If you were in business, any business, in 1982 you read "In Search of Excellence: Lessons from America's Best Run Companies" by Thomas Peters and Robert Waterman. It was the "feel good" book for business managers and we, the yellow-power-tie wearing business managers of that era, carried it around the way the followers of Chairman Mao carried his writings during the cultural revolution in China. We went to training courses that taught us to have an "excellent corporate culture." Twenty-five years later, many of these "excellent" companies were gone, extinct like the dodo.

Companies like MicroPro International, VisiCorp, Ashton-Tate and many more are gone. Where was their excellence when they needed it? Of the Top 10 software companies in 1984 only Microsoft survived to the Top Ten list in 2001. Wait a minute! Companies that were dominant players in a booming market went out of business? How did that happen?

In Search of Stupidity recounts in detail the marketing blunders that brought the once-mighty down. From companies alienating their customer bases to companies that offer competing products to multi-year projects to rewrite code, you will find a litany of blunders that make you say "What were they thinking?"

Rick Chapman has an easy-to-read writing style and a acerbic wit. Parts of the book are literally laugh-out-loud funny. But more to the point, he has what is referred to today as "street cred." This is a book from a man who has manned the booths at trade-shows, who has gone out to demo product. In other words, from a sales guy who has actually sold high-tech products.

He supports his arguments both with references and statistics, but also with personal experience. He met and knew many of the players involved and his anedotes are priceless.
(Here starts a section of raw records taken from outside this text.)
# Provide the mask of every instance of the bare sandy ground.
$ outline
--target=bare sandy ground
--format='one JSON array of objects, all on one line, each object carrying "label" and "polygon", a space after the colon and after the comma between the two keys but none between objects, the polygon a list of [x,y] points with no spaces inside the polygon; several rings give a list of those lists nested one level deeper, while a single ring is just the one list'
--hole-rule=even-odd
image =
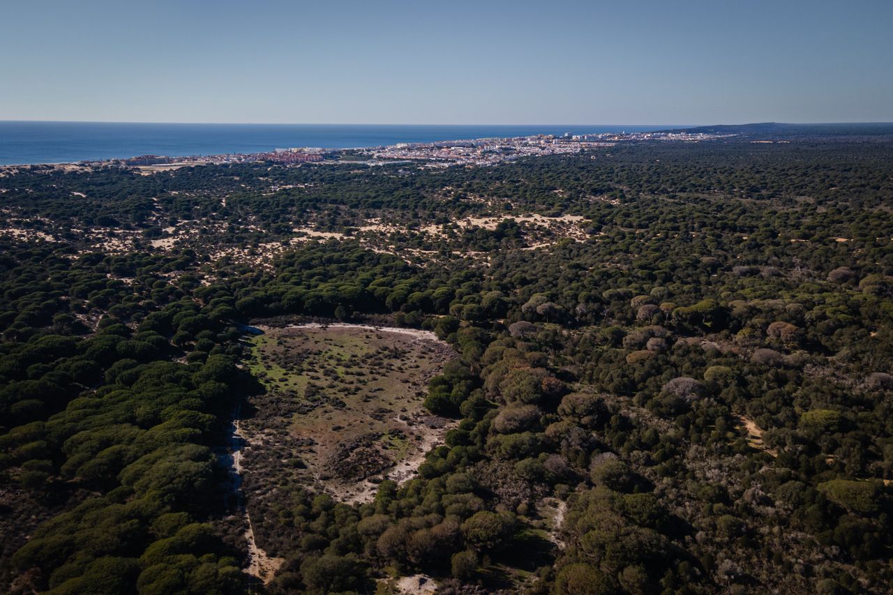
[{"label": "bare sandy ground", "polygon": [[747,431],[747,444],[749,444],[751,448],[767,452],[772,457],[779,456],[777,450],[768,448],[765,442],[763,441],[763,430],[760,426],[756,425],[756,423],[754,422],[754,420],[749,417],[745,417],[744,415],[739,415],[738,418]]}]

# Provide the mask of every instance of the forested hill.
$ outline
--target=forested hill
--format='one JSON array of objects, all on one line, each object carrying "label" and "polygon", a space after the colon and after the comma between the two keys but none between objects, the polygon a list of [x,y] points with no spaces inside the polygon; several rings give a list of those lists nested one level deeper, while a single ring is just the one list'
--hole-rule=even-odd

If you are in technology sales or marketing, my advice is get this book and learn the lessons.


Comments
on May 03, 2006

Do they qualify software as non-OS?  Because I was thinking Novell is still around (but a lot weaker) today.  Having been in the field for all those years, it is sad to see so many of the greats gone, but that is one book I want to read.  To see what other's take on the demise of the greats of the 80s.
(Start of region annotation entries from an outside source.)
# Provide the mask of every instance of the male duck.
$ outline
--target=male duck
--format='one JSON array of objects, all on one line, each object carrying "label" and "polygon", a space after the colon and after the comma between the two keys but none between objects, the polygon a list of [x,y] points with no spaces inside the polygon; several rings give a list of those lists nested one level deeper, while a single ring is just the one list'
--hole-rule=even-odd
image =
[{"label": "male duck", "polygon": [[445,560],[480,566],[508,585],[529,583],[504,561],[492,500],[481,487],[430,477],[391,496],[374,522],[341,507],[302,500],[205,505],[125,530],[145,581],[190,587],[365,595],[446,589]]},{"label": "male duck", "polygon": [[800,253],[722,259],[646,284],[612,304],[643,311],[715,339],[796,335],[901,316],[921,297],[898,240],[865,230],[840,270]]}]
At one time, Utah rivalled Silicon Valley as the mecca for the new age technology.

on May 03, 2006
Oh, you will be aghast at the Novell/Utah bashing....which seems quite accurate.

From 1989 to 1993, Novell prospered. Then came the acquisitions. First the purchase of Unix from AT&T, then the puirchase of WordPerfect and Quattro Pro. These products had...well, nothing to do with Novell's core business. These disastorous acquistuions and resales cost Novell billions and sapped the company's energies and focus.
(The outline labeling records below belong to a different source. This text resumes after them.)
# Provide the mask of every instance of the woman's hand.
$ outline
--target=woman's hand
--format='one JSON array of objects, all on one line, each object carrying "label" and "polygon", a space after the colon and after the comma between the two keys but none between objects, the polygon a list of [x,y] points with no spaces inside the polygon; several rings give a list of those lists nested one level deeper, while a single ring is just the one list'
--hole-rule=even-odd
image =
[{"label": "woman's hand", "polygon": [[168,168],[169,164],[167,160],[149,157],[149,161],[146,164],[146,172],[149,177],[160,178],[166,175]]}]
Rick also points out that the Mormon religion frowns on caffeine. Imagine programmers deprived of coffee, Coke and (horror of horrors) Mountain Dew. How can you expect anyone to code in such an environment?

Novell finally acquired Cambridge Business Technologies and moved its focal point to Massachusetts, a caffeine-friendly zone.

See Link for the complete history.

Dr. Guy, you will love the book!


on May 04, 2006

See Link for the complete history.

Dr. Guy, you will love the book!

I dont need to see it, I lived it.  Actually, Wordperfect was bought for one reason alone.  Wordperfect Office.  After they dumped the rest of the biz, they kept that and turned it into Groupwise, and that was critical to their business.  But the others were stupid.  Dr DOS, Unix.  They were trying to rival Microsoft, and Microsoft squashed them.  But I think I will read the book. It does sound fascinating.